Nate grunted. He noted that now that the mask was off, she showed a confident proficiency with weapons that she’d kept under wraps before.

“So this is where you live?” she asked, meaning the general area.

“Most of the time,” Nate said. “When I’m not living in a cave.”

“Do you realize how pathetic that just sounded?” she asked with a shy smile.

“Yes.”

“Maybe after this you won’t have to run anymore.”

Nate let that hang for a moment, then turned toward her. “There’s a difference between running and dropping out.”

“Sorry.”

* * *

He wasn’t sure how he wanted to play it, but the more he thought it through and ran different scenarios through his mind, he kept coming back to his original inclination. It had worked with the two operatives on the mountain in Colorado, on the highway outside of Jackson, and countless times over the years on special operations.

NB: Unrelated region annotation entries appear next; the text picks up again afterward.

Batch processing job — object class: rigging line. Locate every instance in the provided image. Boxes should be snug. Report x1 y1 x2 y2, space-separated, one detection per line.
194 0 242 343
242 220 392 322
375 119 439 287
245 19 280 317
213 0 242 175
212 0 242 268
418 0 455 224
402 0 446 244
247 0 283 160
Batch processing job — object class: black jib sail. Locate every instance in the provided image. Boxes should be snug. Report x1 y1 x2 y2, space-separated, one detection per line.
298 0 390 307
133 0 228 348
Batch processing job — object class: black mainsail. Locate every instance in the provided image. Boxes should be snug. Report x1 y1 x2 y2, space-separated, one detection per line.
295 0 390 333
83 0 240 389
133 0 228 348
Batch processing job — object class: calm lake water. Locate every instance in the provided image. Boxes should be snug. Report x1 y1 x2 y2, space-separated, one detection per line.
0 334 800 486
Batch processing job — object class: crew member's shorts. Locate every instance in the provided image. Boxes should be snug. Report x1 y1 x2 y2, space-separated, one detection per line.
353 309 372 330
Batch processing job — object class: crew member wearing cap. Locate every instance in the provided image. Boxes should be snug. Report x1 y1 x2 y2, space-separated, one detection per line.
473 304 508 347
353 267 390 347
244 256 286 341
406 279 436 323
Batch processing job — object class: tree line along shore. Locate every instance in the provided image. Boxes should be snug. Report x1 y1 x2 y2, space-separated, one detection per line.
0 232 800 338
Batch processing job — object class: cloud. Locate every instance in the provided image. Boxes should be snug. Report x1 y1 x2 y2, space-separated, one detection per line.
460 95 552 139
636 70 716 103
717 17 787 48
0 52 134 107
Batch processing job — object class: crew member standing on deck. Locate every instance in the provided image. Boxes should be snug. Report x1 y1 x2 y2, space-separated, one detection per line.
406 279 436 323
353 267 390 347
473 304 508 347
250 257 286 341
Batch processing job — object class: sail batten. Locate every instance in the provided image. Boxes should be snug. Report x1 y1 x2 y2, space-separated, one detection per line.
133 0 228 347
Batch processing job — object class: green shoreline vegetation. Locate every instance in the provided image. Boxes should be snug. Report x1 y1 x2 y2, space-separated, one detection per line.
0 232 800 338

Nate said, “We’re going to go right at him.”

“Pardon?” she said.

“There are lots of ways to do this,” he said. “We could find a position and observe him — make sure he’s there and try to figure out how many guys he has with him, then make a plan. Strike at night, flank him, that sort of thing.”

She nodded.

“For all we know, though,” he said, “Nemecek has set up his usual electronic perimeter. He’s likely got sensors, cameras, and motion detectors at all the key points around his camp. He’ll know if someone is moving in on him, and he’s a master at dealing with those kinds of situations. Hell, he taught me. And in the worst-case scenario, he just drives away and we never get a crack at him. In that case, this could go on forever.”

Haley shook her head. “I can’t imagine trying to live a normal life and knowing he’s out there,” she said.

“Welcome to my world,” Nate said.

“So how are you going to confront him?” she asked. “We don’t know how many we’re up against or who they are.”

“We have an advantage, though,” Nate said. “We know how he thinks. He trained us. We know that anybody we encounter could be one of his. The only man in this valley I can absolutely trust just flew away on an airplane. Everyone else is a potential threat.”

The gravity of what he said seemed to make her withdraw from him as she considered the possibilities.

“But the longer we wait and plan, the longer he has to devise a countermove,” Nate said. “I’m thinking right now he’s confused. He doesn’t know we’re out here and he doesn’t know what exactly happened to the two operatives in Idaho. He thinks they’re coming to meet up with him — that’s what I made that guy back there tell him — but he’s been out of cell or radio contact with them since then. No doubt Nemecek is waiting to hear from them when they arrive, and he’s probably trying to raise them over the phone.”

“Will he be suspicious?” Haley asked.

“He’s always suspicious,” Nate said. “He’s probably even figured I got the upper hand on his boys somehow. But what he can’t know is that you’re with me. So when he sees you, he’ll be confused, at least momentarily.”